富察贵人果然是急性子,一回延禧宫便命人开了库房,亲自进去翻拣了好一阵,最后捧出一只描金匣子来,里头整整齐齐码着几样上等的补品:两只品相极好的辽参,一包雪白的燕窝,还有一小匣子灵芝孢子粉,俱是难得的好东西。

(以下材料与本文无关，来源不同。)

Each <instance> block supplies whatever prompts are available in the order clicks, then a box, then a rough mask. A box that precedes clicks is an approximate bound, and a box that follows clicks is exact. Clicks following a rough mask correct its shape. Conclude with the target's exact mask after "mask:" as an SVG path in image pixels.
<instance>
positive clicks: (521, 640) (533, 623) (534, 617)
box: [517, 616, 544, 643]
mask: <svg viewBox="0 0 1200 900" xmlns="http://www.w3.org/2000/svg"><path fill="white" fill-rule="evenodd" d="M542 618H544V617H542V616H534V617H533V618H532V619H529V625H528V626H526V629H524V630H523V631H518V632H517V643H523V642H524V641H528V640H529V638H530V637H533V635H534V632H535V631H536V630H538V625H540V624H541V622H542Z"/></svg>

她又让贴身宫女桑儿去库房取了几匹贵重衣料来,都是江南织造进贡的云锦和蜀锦,花色艳丽,触手生温,寻常嫔妃连见都难得见上一面。
“陵容,你瞧瞧这些料子,可还入得了你的眼?”
富察贵人笑眯眯地将那几匹料子摊开在桌上,手指轻轻抚过那光滑的缎面,语气里带着几分得意。
“这是我家中的陪嫁,宫里都未必有这么好的东西。你替我做了抹额,我总不能白使唤你,这些料子你拿回去,随便做什么都好,全当我的一点心意。”
安陵容看着那些料子,面上露出受宠若惊的神色,连连推辞:“姐姐这可使不得,这么贵重的料子,妹妹怎么敢收?不过是替姐姐做一件抹额罢了,哪里值得姐姐这般破费?”
富察贵人,拉住安陵容的手,不肯让她推辞,笑道:“你跟我还客气什么?你替我出力,我自然要谢你。再说了......”
她压低了声音,笑得意味深长:“往后这样的事情还多着呢,难道我次次都要跟你客气来客气去的?你只管收下,咱们姐妹之间,不必见外。”
安陵容自然听得出这话里的意思,富察贵人这是要把她当成长期使唤的人用了。
一件抹额算什么?日后还有香囊、荷包、帕子、衣裳……只要是能讨太后和皇上欢心的绣品,只怕都要落到她头上。
她心中冷笑一声,面上却露出惊喜又感激的神情,眼眶甚至微微泛了红,声音轻柔得像真是感恩戴德:“姐姐这般抬举妹妹,妹妹真是……真是不知该如何报答姐姐了。姐姐放心,这抹额,妹妹一定拿出十二分的心思来做,保管让太后她老人家看一眼便喜欢。”
富察贵人见她这副感恩戴德的模样,心中十分受用,拍了拍她的手背,满意地点了点头。
安陵容回到自己的住处,便将自己关在屋里,潜心缝制那条辑珠绣牡丹抹额。
她选了最深沉的黛青色缎面作底,又用金银丝线绣出层层叠叠的牡丹花瓣,花瓣边缘缀着米粒大小的珍珠和珊瑚珠,一颗一颗全是她一针一线地缝上去的。